Unfortunately this is impossible due to a number of Python language, and CPython VM, features that make optimization very difficult, if not impossible.
For example
def f(y):
x = y
...
One might presume that from ...
onward, x
and y
would refer to the same object, but that might not be the case if x
were modified in a debugger in another thread. This is extremely unlikely to occur, but it is possible.
We need a scheme that allows us to perform useful optimizations and retain correctness when these unlikely events occur.
The general idea
We assume no "unlikely" event can occur when optimizing, and optimize freely.
If such an event does occur, we throw away our optimizations.
Local events
Most classes and modules are not mutated during their lifetime, but some are.
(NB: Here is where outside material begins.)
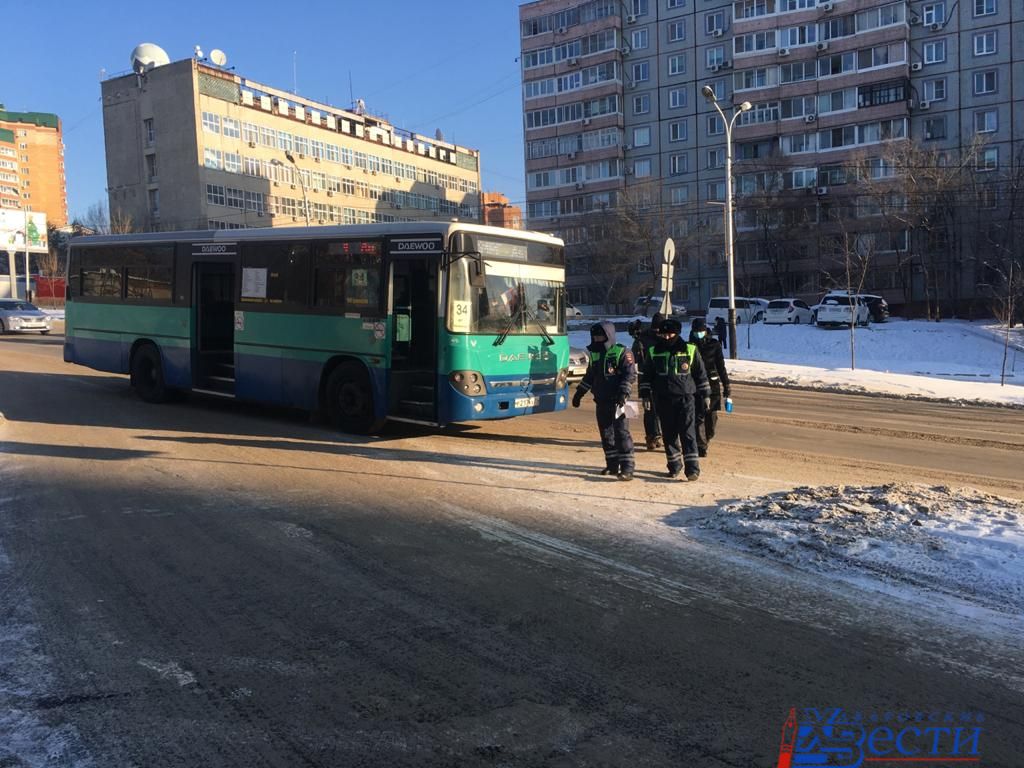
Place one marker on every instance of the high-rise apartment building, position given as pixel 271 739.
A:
pixel 614 118
pixel 32 164
pixel 193 145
We would like to optimize as if there were immutable, but retain correctness if they are mutated.
Throwing away all our optimizations whenever a class or module was mutated would be very expensive, so we need a compromise.
What we can do, is track which executors depend on a given class or module and only throw those away.
The events
Global events
- Setting an object's class,
obj.__class__ = ...
- Setting the bases or mro of a class,
cls.__bases__ = ...
- Setting the PEP 523 frame eval function,
_PyInterpreterState_SetEvalFrameFunc()
. - Changing a module's dictionary,
mod.__dict__ = ...
- Function modification, setting the defaults, closure, etc.
func.__closure__ = (None, None)
- Modification of locals in a debugger
- staticmethod, classmethod and property can be mutated by calling
__init__
again
Local events
- Setting a class attribute,
cls.attr = ...
- Setting a global variable,
global x; x = ...
- Instrumentation,
sys.monitoring.set_events()
The above classification is not fixed, there is no hard rules about what is global, or locals.
Globals events are cheaper to optimize, but more expensive to de-optimize, so they must be very rare.
Handling de-optimization and re-optimization
If we naively throw away all executors after a global event, and then carry on as normal, we could easily find ourselves optimizing, then de-optimizing repeatedly with a dire effects on performance.
So we need to avoid that. For each event we need a way to avoid that.
First of all we keep a global (per-interpreter) set of flags to indicate how many times the event has occurred.
If an event has occurred N
or more times we change our optimization strategy to assume the event may happen, and do not de-optimize if it does.
Event | N | Note |
---|---|---|
obj.__class__ = ... |
1 | |
cls.__bases__ = ... |
1 | |
PEP 523 | 1 | |
Modifying a builtin | 4 | (builtins can get modified during startup, so we need to tolerate that) |
Function modification | 1 | |
Setting a local in debugger | infinite | (this is a slow event, so the cost of re-optimization is acceptable) |
cls.attr = ... |
8 | per-class |
Setting a global | 8 | per-module |
Instrumentation | infinite | (instrumentation is set infrequently and prevents optimization locally, so we want to optimize around it) |
staticmethod/classmethod/property mutation | 1 |
The values for N
above are provisional and are likely to change.
Free threading
To support free-threading, most of the events above will be stop-the-world events.
Once the modification threshold is reached, then those events will no longer stop the world, as the event will no longer invalidate optimizations.